Ex-backpacker, 74, slows down, savors deeper experiences

Daniel Klein takes a stroll after a meal at Dimitri’s tavern, on the Greek island of Hydra, which he has been visiting for 40 years.

In his early years, Klein darted through Europe like a bird of passage, moving from town to town under the same vagabond spell that draws so many young backpackers today.

“Nothing made me happier than boarding a train at the Gare d’Austerlitz in Paris, a Eurail pass in my pocket, and then getting off the train when the whim struck,” he said. “I was always seeking extraordinary encounters, always in motion, like an anthropologist with ADD.”

Age put an end to those days of mad-dash travel, and maybe, as he now feels, it was always meant to.

Below are excerpts from a conversation with Klein, 74, author of Travels With Epicurus, on how to travel in one’s later years.

Q: How did the way you travel change as you’ve gotten older?

A: In the past, I’d spend a few days walking around a new town, eating in cheap restaurants, looking for adventures and generally feeling like a mysterious stranger. Then I’d hop on another train and see where it took me. I certainly travel differently now. For starters, I now need to pack my “clinic” - I’ll spare you an itemized inventory of pills and medical devices, but suffice it to say that it’s all I can manage to fit it into a single carry-on bag. On the plus side, I don’t need to pack rock-climbing gear or a broad variety of garments for various climates, because these days I have absolutely no desire to climb rocks, and I only travel to one place and stay put.

Q: Does staying in one place offer any advantages compared with sightseeing?

A: There’s something about old age that can induce the patience needed to gradually sink beneath the surface of a new environment. Instead of trying to keep track of constantly changing scenes, we can delve into a single scene. Yum.

Q: What’s your ideal vacation?

A: I no longer crave the stunning, visceral travel experiences of my youth; now I look for quieter, simpler, more poetic experiences. The whole 1,000 Places to See Before You Die phenomenon makes me want to hole up in a monastery. The before-I-die part alone gives me the willies.But mostly the idea of spending my remaining active years racing from the Inca Trail to the Dead Sea is, as Cole Porter once wrote, “my idea of nothing to do.”

Q: Why is that?

A: Always journeying to someplace new gets old fast. I hope I don’t sound jaded,but I feel like I’ve already done “new” a sufficient number of times for one lifetime. To be sure, seeing Chartres for the first time was thrilling; ditto for the Grand Canyon and the bazaar in Istanbul. But there came a point when I no longer experienced a thrill from sighting a previously unseen site. That may be because I know that there is an infinite number of experiences I will never have, magnificent sites I will never see, and since there is an infinite number of them - heck, 1,000 is damn near infinite when you are 75 - each individual new sight ceases to add anything to my life. But what I think of as resonant experiences, particularly resonant travel experiences, do add something to my life.Deepen it, I guess. For me, that often means attempting to slip into the head of a person of a different culture and catch a glimpse of how he sees the world. That experience enriches my appreciation of life. Honestly, I’m OK about skipping the Pyramids.

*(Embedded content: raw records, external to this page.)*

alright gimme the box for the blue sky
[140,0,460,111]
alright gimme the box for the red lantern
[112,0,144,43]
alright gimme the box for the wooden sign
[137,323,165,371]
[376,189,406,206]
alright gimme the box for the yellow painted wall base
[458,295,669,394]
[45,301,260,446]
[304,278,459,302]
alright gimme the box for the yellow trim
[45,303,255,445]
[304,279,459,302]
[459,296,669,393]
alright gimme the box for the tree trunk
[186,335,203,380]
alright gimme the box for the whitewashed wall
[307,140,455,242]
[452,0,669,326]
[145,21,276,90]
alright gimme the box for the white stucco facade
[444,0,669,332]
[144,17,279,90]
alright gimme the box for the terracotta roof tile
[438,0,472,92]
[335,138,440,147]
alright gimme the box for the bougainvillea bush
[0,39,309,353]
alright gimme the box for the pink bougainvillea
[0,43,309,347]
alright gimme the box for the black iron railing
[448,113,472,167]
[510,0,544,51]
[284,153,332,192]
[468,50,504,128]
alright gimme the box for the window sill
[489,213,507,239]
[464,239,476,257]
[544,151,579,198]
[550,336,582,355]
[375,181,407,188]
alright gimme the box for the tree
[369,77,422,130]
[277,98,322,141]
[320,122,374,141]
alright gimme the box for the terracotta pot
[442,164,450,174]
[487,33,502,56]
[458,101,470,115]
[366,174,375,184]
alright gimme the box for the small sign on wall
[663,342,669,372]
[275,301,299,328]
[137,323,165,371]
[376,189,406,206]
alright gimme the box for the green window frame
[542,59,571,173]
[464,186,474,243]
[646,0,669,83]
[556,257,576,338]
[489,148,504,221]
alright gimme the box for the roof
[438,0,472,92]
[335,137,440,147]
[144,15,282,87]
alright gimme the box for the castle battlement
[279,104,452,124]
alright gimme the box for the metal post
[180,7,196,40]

Q: Which considerations should older adults make, if they want to get the most out of a vacation?

A: Most are practical. For example, many old people don’t want to be 18 hours away from a hospital or a pharmacy. Uninterrupted electricity may be a consideration if you are lugging along, say, a respirator - you’d be surprised how many spots that alone eliminates. The main idea is we don’t want to spend our away time feeling insecure.

Q: Could you describe a resonant travel experience you’ve had?

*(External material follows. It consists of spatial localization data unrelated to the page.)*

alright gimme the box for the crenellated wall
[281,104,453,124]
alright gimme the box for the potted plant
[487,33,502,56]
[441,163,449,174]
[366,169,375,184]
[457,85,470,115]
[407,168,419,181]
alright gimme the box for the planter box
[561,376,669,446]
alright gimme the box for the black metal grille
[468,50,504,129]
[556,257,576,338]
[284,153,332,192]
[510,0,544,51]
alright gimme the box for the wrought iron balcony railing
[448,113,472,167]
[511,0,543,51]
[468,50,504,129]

A: There is something about the Greek landscape and culture that has resonated with me since I first visited in my late 20s. The stark contrast between sea and rock, magnified by the crystalline Aegean sun, seems to answer some primal yearning for the marriage of opposites.

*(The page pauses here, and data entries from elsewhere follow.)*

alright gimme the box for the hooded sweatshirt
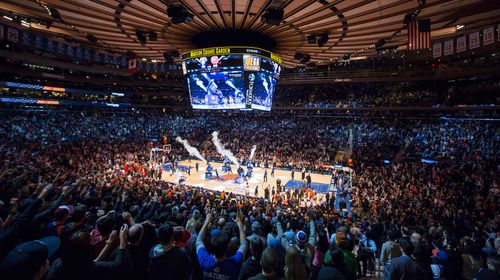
[149,244,192,280]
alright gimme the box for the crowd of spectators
[274,79,499,108]
[0,110,498,280]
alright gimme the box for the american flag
[408,19,431,50]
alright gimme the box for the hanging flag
[408,18,431,50]
[7,28,19,43]
[456,36,467,53]
[483,26,494,45]
[128,58,137,73]
[444,40,454,56]
[469,32,480,49]
[432,43,442,58]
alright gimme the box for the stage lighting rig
[261,8,284,26]
[167,5,194,24]
[318,33,329,47]
[136,30,147,45]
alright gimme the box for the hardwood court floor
[162,159,331,201]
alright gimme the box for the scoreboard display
[180,46,281,111]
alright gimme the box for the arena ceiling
[1,0,499,67]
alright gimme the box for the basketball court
[161,159,332,201]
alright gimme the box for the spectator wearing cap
[249,247,279,280]
[149,223,191,280]
[238,236,264,280]
[277,218,316,272]
[388,237,433,280]
[0,236,60,280]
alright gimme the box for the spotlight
[148,32,157,41]
[307,34,316,44]
[167,5,194,24]
[261,8,284,26]
[317,33,329,47]
[136,30,147,45]
[375,39,386,49]
[163,50,180,64]
[403,13,413,25]
[294,53,305,60]
[48,7,61,20]
[300,54,311,64]
[85,34,98,43]
[42,4,61,20]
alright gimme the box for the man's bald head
[128,224,144,245]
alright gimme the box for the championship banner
[444,40,454,56]
[128,58,137,73]
[0,24,4,40]
[432,43,442,58]
[456,36,467,53]
[483,26,494,45]
[469,32,480,49]
[7,27,19,43]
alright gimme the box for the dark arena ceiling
[1,0,499,67]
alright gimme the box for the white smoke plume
[248,145,257,162]
[175,137,206,162]
[211,131,239,166]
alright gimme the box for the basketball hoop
[163,144,171,153]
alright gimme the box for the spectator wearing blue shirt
[196,208,247,280]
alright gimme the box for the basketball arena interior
[0,1,499,280]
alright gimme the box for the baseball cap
[0,236,60,279]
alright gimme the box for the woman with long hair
[285,246,308,280]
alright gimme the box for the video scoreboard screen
[181,47,281,111]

For me now, the peak travel experience is becoming a regular in a cafe, like at Dimitri’s taverna in the tiny village of Kamini on Hydra, the Greek island I have visited for over 40 years. And the ne plus ultra is having a regular chair in the regular cafe where Dimitri brings me my regular, a metrio (a sweetened Greek coffee), without my asking. This is traveling from one world to another by making the new familiar. This is the best that travel can offer.